The World’s Most Expensive Biplane

By Deane Barker on July 1, 2007

The space shuttle had to land at Edwards AFB in California last week due to weather, so they had to get it back to Florida via the piggy-back method. I watched it on CNN, and was struck by how cool it was. I’ve seen it before, of course, but you kind of take it for granted.

However, I found myself wondering if the 747 gets any extra lift from the wings on the shuttle. I know the drag and weight are a problem, but you do have two extra wing surfaces now, so do those help at all? With the shuttle on top, it’s like the world’s most expensive bi-plane.

The Wikipedia page for the Shuttle Carrier Aircraft had some interesting information:

Flying with the drag of the Orbiter imposes fuel and altitude penalties – the range is reduced to just over 1000 nautical miles (1900 km) compared to an unladen range of 5500 nautical miles (10,000 km), requiring a SCA to stop several times to refuel on a transcontinental flight

Wow, an 80% reduction in range and they can’t refuel in flight.

It takes a crew of about 170 a week to prepare the shuttle and SCA for flight, and each transcontinental trip costs about $1.7 million.


Still, I have no information on whether or not the wings of the shuttle provide the entire, two-vehicle apparatus with any net increase in lift. Opinions, anyone?



  1. Considering that in the atmosphere the shuttle is pretty much a flying brick, I have a feeling that the extra pair of wings is not helping out in the least bit.

  2. The shuttle’s glide slope on landing approach is approximately 1:1, meaning that it drops a foot for every foot it goes forward. Depending on the source, a 747’s glide ratio is somewhere in the 15:1 and 17:1 range.

    In other words, the orbiter can’t really be called a glider, since it’s more of a controlled fall.

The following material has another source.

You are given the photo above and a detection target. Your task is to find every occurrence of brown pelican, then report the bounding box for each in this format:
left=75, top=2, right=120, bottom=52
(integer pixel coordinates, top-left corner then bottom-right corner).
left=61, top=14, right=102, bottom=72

It’s wings can’t keep it up in the air too well, even under its own power. (On the plus side, they don’t snap off during reentry)

    It’s likely that the orbiter does provide the SCA some lift, but it also provides a lot more weight and drag. If you think of the two aircraft as separate bodies, the orbiter is still gliding at that 1:1 ratio, which means that it’s net velocity is still pushing down ( a lot ) on to the 747.